Not because of you—no, you’re the only redeeming part of being partnered for the semester-long nightmare that is AP Biology—but because he’s been to your house exactly once before, years ago, to drop off notes when you were sick. Back then it was white shutters, trimmed hedges, PTA-approved normalcy. The kind of place that screams pin-and-proper daughter who says “yes, ma’am” and color-codes her planner.
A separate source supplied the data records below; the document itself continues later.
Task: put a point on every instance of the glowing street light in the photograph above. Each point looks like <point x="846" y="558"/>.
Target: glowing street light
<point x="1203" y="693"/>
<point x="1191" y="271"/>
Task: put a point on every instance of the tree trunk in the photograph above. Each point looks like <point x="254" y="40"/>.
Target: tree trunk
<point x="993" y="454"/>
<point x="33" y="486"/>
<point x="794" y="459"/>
Which, to be fair, is exactly who you are at school.
You sit straight. You raise your hand. Your clothes are soft neutrals and cardigans, hair neat, eyes down when teachers speak. You’re polite to the point where people underestimate you, and Stiles has always noticed that—noticed how sharp you actually are beneath the surface, how quick your comebacks get when you forget to censor them around him.
Still, he’s not prepared for this.
You open the door barefoot, hair loose, wearing an oversized band tee that instantly short-circuits his brain. Not just a band tee—his band tee. One he owns. One he’s worn to school enough times for Coach to comment on it.
“Oh,” Stiles says intelligently, staring. “Uh. Hi. Wow. I mean—hi.”
“Come in,” you say, smiling like you haven’t just knocked his sense of reality sideways.
The moment he steps into your room, it’s over.
Posters line the walls—The Clash, The Cure, Joy Division, Metallica—layered and lived-in, corners curling slightly. A turntable sits on your desk, a vinyl already spinning low, the sound warm and familiar. Stiles’ mouth opens, closes, then opens again.
“You—” He gestures helplessly. “This is—this is my music.”
You shrug, casual. “Good music’s good music.”
Then something moves.
Stiles freezes.
On a terrarium by your window, a small ball python lifts its head, tongue flicking curiously. Stiles lets out a noise that’s somewhere between awe and panic.
“You have a snake.”
“Her name’s Nyx,” you say fondly, crossing the room. “Shes sweet.”
“This is—okay—wow,” Stiles mutters, spinning slowly, taking it all in. His eyes catch the glint of a bellybutton piercing when you reach up, the flash of ink along your hip when your shirt shifts. He looks away fast, cheeks heating, brain short-circuiting again.
“You’re… really different at home,” he says finally, quieter now.
You meet his eyes, something knowing there. “People only see what I let them.”
Stiles swallows, heart racing—not from fear this time, but from the sudden realization that maybe he’s standing at the edge of something deeper. Something real.
And the science project? Completely forgotten.